Geon mencengkram kerah seragamku dan hampir terjadi keributan, seorang guru muncul membubarkan kerumunan.
***
Ini adalah hari pertama Armand mengajak Cita ke rumahnya untuk kerja kelompok, tentu mengajak ku juga, mana berani dia tanpa ku soal beginian, dia belum berpengalaman.
" Armand aku mau ke toilet. " Cita bangkit dan menunggu intruksi dimana letak kamar mandinya.
" lurus aja, dapur belok kanan. " suasana hening.
" om … eh, kak Angga pacarnya mana ? tumben nggak datang. " aku penasaran dengan Angga yang sibuk dengan laptop.
" udah putus, dia ditunangin … " Angga terlalu santai menyahut,bahkan matanya tetap fokus dilayar laptop.
Ada niatan mengenalkan Angga si cuek dengan kakak ku Leona yang mirip-mirip cueknya.
" hmm … kakak pasti senang ketemu pangerannya. " bayanganku sudah jauh kemana-mana.
***
" Rio … "
" ya … " aku tidak tertarik, pisang goreng hangat buatan kak Angga jauh lebih menggiurkan. Sebenarnya aku juga tidak tertarik dengan belajar kelompok hari ini hehe.
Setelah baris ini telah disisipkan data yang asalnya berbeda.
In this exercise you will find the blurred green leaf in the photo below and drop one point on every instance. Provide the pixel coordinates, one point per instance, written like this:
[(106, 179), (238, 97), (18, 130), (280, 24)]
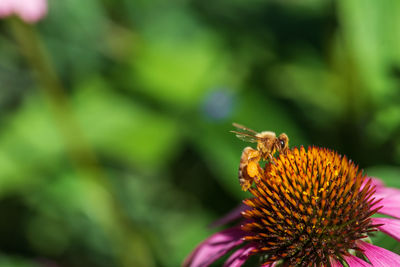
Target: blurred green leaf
[(390, 175)]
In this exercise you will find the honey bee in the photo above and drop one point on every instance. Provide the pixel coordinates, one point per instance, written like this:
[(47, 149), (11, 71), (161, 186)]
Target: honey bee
[(267, 145)]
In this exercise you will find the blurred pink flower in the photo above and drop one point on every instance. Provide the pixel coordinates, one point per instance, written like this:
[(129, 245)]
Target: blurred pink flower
[(29, 11), (325, 244)]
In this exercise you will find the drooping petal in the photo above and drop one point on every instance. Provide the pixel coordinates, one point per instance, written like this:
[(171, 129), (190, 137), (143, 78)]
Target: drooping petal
[(390, 206), (378, 256), (386, 192), (231, 216), (6, 8), (334, 262), (239, 256), (390, 227), (269, 265), (375, 182), (214, 247), (353, 261)]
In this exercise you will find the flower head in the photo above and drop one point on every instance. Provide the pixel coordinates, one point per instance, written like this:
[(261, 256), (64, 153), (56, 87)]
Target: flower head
[(309, 208), (28, 10)]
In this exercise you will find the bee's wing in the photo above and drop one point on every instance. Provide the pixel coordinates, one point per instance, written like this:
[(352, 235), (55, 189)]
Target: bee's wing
[(246, 137), (244, 128)]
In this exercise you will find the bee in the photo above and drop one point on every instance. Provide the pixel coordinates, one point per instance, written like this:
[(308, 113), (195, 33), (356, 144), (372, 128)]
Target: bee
[(267, 145)]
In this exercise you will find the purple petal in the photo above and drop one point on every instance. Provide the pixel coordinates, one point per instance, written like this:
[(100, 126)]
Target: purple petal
[(390, 227), (6, 8), (391, 206), (386, 192), (375, 181), (379, 256), (239, 256), (31, 10), (353, 261), (214, 247), (335, 263), (231, 216), (269, 265)]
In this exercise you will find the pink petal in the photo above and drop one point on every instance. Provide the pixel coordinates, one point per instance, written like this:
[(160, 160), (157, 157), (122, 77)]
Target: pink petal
[(214, 247), (30, 10), (386, 192), (335, 263), (6, 8), (231, 216), (391, 206), (379, 256), (239, 256), (353, 261), (269, 265), (390, 227)]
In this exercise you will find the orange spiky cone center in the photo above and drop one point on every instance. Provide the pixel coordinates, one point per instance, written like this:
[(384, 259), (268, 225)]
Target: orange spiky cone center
[(309, 207)]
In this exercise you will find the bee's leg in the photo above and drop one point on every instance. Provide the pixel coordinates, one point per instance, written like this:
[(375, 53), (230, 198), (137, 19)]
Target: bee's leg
[(248, 167)]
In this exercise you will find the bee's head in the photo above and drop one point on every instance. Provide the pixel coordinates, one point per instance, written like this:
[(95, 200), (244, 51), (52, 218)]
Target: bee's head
[(283, 141)]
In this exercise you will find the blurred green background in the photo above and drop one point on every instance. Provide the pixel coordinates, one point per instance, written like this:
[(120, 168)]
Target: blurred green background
[(115, 115)]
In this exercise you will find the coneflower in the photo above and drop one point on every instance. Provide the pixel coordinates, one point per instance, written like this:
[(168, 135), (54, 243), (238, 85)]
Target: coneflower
[(309, 208)]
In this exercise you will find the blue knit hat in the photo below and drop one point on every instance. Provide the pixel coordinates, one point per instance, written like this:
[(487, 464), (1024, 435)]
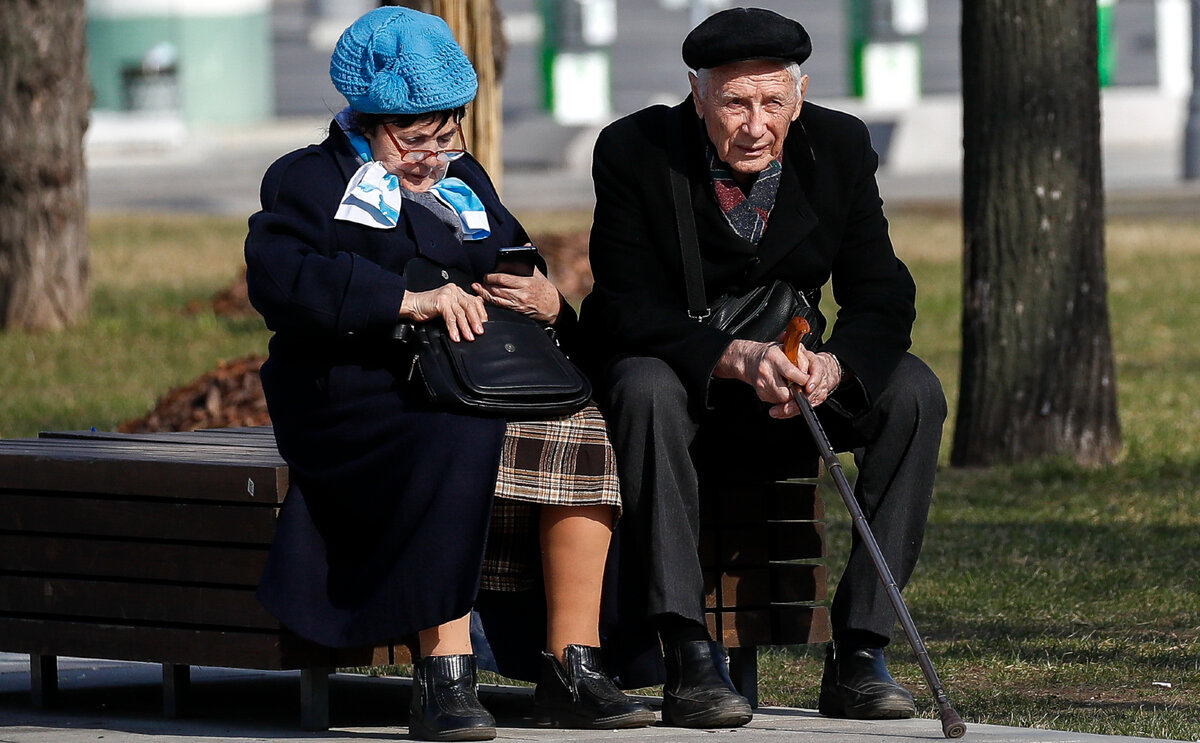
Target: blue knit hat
[(395, 60)]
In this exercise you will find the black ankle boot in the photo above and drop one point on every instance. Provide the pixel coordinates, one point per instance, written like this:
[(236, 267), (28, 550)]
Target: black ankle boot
[(857, 684), (699, 691), (581, 695), (445, 703)]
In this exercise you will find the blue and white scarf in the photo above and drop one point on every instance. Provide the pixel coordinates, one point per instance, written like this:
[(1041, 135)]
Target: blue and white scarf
[(375, 197)]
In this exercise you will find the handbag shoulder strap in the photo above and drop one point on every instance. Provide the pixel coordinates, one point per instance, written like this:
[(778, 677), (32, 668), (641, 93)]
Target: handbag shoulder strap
[(685, 222)]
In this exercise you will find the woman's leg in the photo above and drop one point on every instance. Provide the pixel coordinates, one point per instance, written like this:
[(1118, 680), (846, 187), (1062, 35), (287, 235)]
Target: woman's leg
[(574, 549), (574, 690), (449, 639)]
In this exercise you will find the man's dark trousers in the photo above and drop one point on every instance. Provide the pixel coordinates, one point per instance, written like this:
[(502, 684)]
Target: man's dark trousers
[(659, 438)]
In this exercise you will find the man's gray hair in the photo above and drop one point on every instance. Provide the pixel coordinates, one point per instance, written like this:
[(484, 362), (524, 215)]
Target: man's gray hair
[(705, 78)]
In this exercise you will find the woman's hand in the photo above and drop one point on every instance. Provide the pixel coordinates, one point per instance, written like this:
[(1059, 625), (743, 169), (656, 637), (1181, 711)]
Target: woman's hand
[(463, 313), (533, 295)]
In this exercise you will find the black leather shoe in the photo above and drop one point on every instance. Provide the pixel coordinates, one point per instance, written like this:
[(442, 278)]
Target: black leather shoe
[(857, 684), (699, 691), (445, 702), (581, 695)]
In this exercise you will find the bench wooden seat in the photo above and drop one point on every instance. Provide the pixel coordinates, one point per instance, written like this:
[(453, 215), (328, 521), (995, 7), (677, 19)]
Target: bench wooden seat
[(149, 547)]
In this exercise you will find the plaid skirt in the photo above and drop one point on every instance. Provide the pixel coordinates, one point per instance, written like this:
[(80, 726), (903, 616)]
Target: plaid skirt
[(563, 461)]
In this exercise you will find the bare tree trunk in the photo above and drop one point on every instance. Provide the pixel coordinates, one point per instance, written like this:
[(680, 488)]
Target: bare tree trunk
[(1037, 376), (45, 97)]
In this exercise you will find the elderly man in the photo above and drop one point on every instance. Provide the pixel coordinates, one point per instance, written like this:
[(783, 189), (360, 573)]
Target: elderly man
[(779, 190)]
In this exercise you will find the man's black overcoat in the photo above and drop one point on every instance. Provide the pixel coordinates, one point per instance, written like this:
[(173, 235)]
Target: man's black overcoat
[(827, 222)]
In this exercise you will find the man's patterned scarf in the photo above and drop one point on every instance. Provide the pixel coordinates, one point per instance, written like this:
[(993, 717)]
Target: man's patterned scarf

" gue suka sama Cita … " jelas kalau Armand malu-malu.
" hah … !!! " aku pura-pura terkejut.
" sejak kapan ?? " wartawan dadakan langsung aku terapkan.
" sejak pertama ketemu. " Aku bisa melihat Armand senyum-senyum sendiri usai bicara begitu.
" kenapa nggak bilang ke orangnya langsung ? " aku menggodanya, ditambah senyum binal kebanggaanku.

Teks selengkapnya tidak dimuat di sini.